Like other fruits, strawberries do contain some sugar; however, as mentioned above, they are relatively low in sugar when compared to other fruits. High amounts of sugar are undesirable in a pet cockatoo’s diet since they rarely get enough exercise to justify such a diet.


Another problem with strawberries is that they can often contain pesticides, and unlike many other fruits, there is no skin to peel off so you will need to ensure they are washed extremely well before feeding them to your pet. These birds’ small body size makes it more likely that they will suffer from any health problems that come from ingesting dangerous chemicals on fruits and vegetables. It is best to soak strawberries for at least 20 minutes in 4 cups of water with 4 tablespoons of baking soda mixed in to help remove the pesticides.

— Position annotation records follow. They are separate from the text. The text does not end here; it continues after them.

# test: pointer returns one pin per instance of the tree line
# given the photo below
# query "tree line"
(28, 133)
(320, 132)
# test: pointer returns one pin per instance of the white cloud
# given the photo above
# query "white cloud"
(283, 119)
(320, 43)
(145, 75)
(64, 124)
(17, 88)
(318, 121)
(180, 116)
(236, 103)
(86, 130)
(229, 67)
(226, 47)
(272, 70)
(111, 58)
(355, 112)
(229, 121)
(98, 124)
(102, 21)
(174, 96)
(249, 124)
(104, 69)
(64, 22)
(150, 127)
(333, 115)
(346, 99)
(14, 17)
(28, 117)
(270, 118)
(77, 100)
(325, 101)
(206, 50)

Like all fruits, strawberries have plenty of water, which isn’t a health risk in itself. However, it may lead to a diarrhea episode if consumed in excess.

washing strawberries
Image Credit: washing strawberries_Malikova Nina, Shutterstock


How Should I Feed Strawberries to My Pet?

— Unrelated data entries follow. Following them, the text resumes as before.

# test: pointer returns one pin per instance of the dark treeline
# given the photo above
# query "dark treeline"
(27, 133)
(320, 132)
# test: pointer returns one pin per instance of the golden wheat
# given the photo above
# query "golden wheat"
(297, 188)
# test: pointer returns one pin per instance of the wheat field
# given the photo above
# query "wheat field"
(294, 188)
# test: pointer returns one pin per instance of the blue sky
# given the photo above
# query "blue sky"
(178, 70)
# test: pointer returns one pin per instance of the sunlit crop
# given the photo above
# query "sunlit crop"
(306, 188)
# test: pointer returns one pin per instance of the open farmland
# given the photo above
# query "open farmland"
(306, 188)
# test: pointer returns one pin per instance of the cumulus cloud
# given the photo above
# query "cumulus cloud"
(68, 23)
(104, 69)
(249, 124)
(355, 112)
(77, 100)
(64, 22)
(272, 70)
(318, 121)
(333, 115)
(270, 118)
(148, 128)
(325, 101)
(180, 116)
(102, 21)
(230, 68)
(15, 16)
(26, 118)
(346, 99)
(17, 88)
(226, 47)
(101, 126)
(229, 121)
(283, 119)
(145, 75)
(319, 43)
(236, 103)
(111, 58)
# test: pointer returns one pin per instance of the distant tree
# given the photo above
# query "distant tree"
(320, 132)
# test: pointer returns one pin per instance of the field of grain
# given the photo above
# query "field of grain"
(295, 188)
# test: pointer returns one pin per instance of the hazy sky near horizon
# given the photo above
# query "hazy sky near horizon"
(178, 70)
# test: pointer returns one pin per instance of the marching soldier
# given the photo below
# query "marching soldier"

  • Choose fresh ripe strawberries for your cockatoo. Your bird will prefer the same ones you would choose for yourself.
  • Make sure there are no blemishes on the fruit because strawberries deteriorate and grow mold in a matter of hours.
  • Wash the strawberries well and allow them to soak in a solution of water and baking soda for at least 20 minutes to remove the pesticides.
  • Rinse the strawberry well under cold water to remove the soaking solution and slice it into manageable pieces (if needed). Take note that some parrots prefer a slightly larger piece of fruit that they hold in a claw. Strawberries can be offered to your cockatoo whole if you find that this is the case.
  • As we mentioned earlier, strawberries can grow mold quickly and contaminate your pet’s enclosure cage, so you will need to remove any leftover fruit no more than 3 hours after serving it to your pet.
  • Watch your bird for several hours after feeding to see if they have a bad reaction.
  • If your cockatoo doesn’t have a bad reaction and appears to enjoy strawberries, you can continue to serve these small amounts as their fruit. You could serve it more often, but cockatoos prefer a varied diet, so it’s better to find other fruits that can complement this one.

Other Fruits

There are several other fruits you can feed your cockatoo to provide the variety they crave. Some of the fruits you can substitute include apples, bananas, pears, grapes, oranges, mangos, blueberries, pineapple, and melon. Each of these alternatives will also contain plenty of sugar, so they will be subject to the same rules and limits as the strawberry, but they allow you to give your pet something different each day which will help keep them happy and looking forward to their next meal. Fruits should not replace your pet’s mainstay diet (which is usually a pellet).


In Summary

Your cockatoo can eat strawberries, and they are not only healthy for your pet, but they will likely be one of your pet’s favorite foods. They are safe and nutritious in small amounts but can cause some problems in large amounts due to their sugar content. The largest danger comes from pesticides that can hide in the many nooks and crannies found on a strawberry. Therefore, they should be thoroughly washed before being offered to your pet.

Remember that strawberries aren’t the only fruit you should offer your pet; a varied diet is best for cockatoos. If you require more information about your pet’s diet, you should consult your exotic or avian veterinarian to formulate a meal plan for your pet.